Report #7776
[bug\_fix] AADSTS700082: The refresh token has expired due to inactivity. The token was issued on \[date\] and was inactive for 90 days
Run \`az account clear\` to purge the corrupted MSAL token cache, then run \`az login\` to re-authenticate all tenants and obtain fresh refresh tokens compliant with the tenant's conditional access policies.
Journey Context:
A developer is using Azure CLI to deploy Bicep templates to a subscription in Tenant A \(their corporate tenant\). Yesterday, they used the same terminal session to query resources in Tenant B \(a customer tenant\) using \`az account set --subscription\` followed by \`az resource list\`. This morning, running \`az deployment group create\` fails with 'AADSTS700082: The refresh token has expired due to inactivity'. The developer attempts \`az account list\` and sees both tenants listed, but any ARM API call to Tenant B fails with the same error.
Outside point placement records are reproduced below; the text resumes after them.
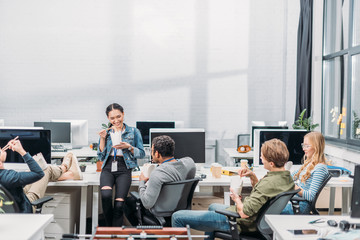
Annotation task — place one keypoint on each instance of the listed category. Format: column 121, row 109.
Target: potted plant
column 83, row 167
column 304, row 123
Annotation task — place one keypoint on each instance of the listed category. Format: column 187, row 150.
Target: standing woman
column 119, row 160
column 312, row 173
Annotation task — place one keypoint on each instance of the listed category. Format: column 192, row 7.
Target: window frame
column 350, row 51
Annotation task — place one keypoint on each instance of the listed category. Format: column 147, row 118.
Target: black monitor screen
column 33, row 141
column 292, row 139
column 253, row 128
column 144, row 128
column 187, row 144
column 60, row 131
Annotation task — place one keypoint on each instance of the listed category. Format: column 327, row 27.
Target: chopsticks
column 7, row 145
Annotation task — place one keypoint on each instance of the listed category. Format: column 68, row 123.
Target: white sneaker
column 39, row 158
column 75, row 169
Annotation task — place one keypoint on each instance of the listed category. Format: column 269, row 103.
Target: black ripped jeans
column 120, row 181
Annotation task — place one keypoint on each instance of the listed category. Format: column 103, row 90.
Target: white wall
column 213, row 64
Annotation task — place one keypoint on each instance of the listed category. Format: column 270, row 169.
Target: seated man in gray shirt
column 169, row 170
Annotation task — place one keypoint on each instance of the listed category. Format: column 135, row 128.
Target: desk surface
column 281, row 223
column 23, row 226
column 235, row 154
column 79, row 153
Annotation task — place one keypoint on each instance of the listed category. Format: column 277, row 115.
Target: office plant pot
column 98, row 166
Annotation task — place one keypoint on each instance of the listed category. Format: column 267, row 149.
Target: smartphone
column 303, row 232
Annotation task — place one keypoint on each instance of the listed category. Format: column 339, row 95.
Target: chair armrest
column 228, row 213
column 232, row 216
column 38, row 203
column 135, row 195
column 297, row 198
Investigating \`~/.azure/\`, they find \`msal\_token\_cache.json\` \(or \`accessTokens.json\` in older CLI versions\) contains a refresh token for Tenant B with a \`cached\_at\` timestamp from 95 days ago. The issue arises because Azure AD's token lifetime policies \(configurable by tenant admins\) often limit refresh token inactivity to 90 days. When the CLI attempts to silently acquire a token for Tenant B using the cached refresh token, Azure AD rejects it. The CLI's MSAL layer does not automatically fall back to interactive login for secondary tenants when the primary tenant token is still valid. The fix works because \`az account clear\` deletes \`msal\_token\_cache.json\` and \`azureProfile.json\`, forcing the Microsoft Authentication Library \(MSAL\) to initiate fresh interactive authentication flows for all tenants, obtaining new refresh tokens that reset the inactivity timer.
⚠ Workarounds are unverified - always check before running. Confirmations show what worked for others, not a safety guarantee.